Certains verront dans cette rupture le signe que le RPR était ouvertement devenu, au fil des années, de plus en plus chiraquien et de moins en moins gaulliste. Au point que le porte-parole du mouvement, Patrick Devedjan, s'interroge ouvertement aujourd'hui sur l'utilité, pour son parti, de continuer à se référer au gaullisme. Cependant, même les fidèles d'entre les fidèles, les Compagnons de la Libération, ont effectué cette année leur dernière visite à Colombey, « parce qu'il aurait bien fallu arrêter un jour ou l'autre », explique leur secrétaire général.

Aujourd'hui, de Gaulle représente un véritable phénomène d'édition

Ainsi, au moment où la droite française veut être moderne et évoque l'idée de créer un grand parti unifiant toutes les formations qui la composent, le gaullisme n'est plus guère représenté dans la vie politique française. Hormis le RPF de Charles Pasqua, qui s'est érigé en gardien du temple mais n'a qu'une influence électorale modeste, aucune formation ne revendique la filiation directe.

À gauche, toutefois, Jean-Pierre Chevènement déclare fréquemment se sentir proche des idées du fondateur de la Ve République. Aujourd'hui, l'ancien ministre de l'Intérieur déplore qu'« en dehors de l'inspiration », il ne reste que « des ruines de l'œuvre accomplie par le général de Gaulle », ajoutant qu'en matière d'institutions, de politique étrangère, ou de patriotisme, « on ne peut être que confondu par la manière dont les héritiers du général de Gaulle ont piétiné son héritage ».

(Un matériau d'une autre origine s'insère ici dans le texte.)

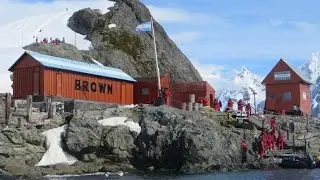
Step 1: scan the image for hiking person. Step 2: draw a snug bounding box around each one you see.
[213,99,220,111]
[237,99,243,112]
[225,98,233,112]
[241,137,248,164]
[246,103,251,117]
[269,116,277,131]
[277,131,284,150]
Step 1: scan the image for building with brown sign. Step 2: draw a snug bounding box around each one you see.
[9,51,136,104]
[262,59,312,115]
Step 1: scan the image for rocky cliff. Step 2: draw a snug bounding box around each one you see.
[24,0,202,82]
[68,0,202,82]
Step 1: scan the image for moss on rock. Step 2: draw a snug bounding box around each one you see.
[101,31,143,60]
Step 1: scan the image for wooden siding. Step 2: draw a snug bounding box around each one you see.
[44,68,133,104]
[134,75,171,105]
[13,55,43,99]
[171,81,216,108]
[299,84,311,115]
[263,59,302,84]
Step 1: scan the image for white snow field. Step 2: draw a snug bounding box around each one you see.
[98,117,141,134]
[36,125,78,166]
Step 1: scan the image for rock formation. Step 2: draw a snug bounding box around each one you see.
[68,0,202,82]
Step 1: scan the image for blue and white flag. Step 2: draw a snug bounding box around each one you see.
[136,21,152,32]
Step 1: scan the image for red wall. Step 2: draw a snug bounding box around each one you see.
[133,75,171,105]
[299,84,311,115]
[171,81,215,108]
[263,59,311,115]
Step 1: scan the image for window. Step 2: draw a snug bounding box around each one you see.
[141,88,149,96]
[283,92,292,101]
[302,92,307,100]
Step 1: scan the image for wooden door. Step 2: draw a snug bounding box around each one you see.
[56,71,62,96]
[121,82,126,104]
[32,67,40,96]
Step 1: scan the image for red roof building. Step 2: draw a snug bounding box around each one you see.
[262,59,312,115]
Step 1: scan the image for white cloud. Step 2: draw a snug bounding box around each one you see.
[169,31,201,43]
[147,5,226,24]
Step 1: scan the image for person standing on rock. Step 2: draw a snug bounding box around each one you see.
[258,132,266,159]
[238,99,243,112]
[270,116,277,131]
[246,103,251,117]
[225,98,233,112]
[241,137,248,164]
[277,131,284,150]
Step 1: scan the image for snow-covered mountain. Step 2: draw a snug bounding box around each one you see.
[300,52,320,83]
[300,52,320,116]
[217,67,265,111]
[0,0,114,92]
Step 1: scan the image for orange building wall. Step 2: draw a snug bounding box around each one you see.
[13,55,43,99]
[44,68,133,104]
[299,84,311,115]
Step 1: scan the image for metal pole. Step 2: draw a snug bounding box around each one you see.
[253,92,257,114]
[151,17,161,97]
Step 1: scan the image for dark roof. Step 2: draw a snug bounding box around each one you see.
[262,58,313,85]
[9,51,136,82]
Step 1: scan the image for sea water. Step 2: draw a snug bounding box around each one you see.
[0,169,320,180]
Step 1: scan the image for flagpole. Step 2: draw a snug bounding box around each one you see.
[151,17,161,97]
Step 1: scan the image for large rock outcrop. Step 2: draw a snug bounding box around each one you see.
[68,0,202,82]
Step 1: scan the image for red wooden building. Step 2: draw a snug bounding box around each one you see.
[133,74,171,105]
[9,51,135,104]
[134,75,215,108]
[171,81,215,108]
[262,59,312,115]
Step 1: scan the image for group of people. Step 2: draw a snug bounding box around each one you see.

Si les politiques se détournent du gaullisme, les Français, en revanche, semblent considérer que la page n'est pas totalement tournée. Un sondage Sofres - Le Figaro Magazine indique que pour 58% d'entre eux, l'action du général de Gaulle « a encore pour le pays des conséquences importantes ». Parallèlement, on ne compte plus les centaines de livres qui, depuis des années, sont consacrés à de Gaulle. Constituant un véritable phénomène d'édition, mais rangés sur les rayons «histoire» et non plus « politique », ils remportent un énorme succès.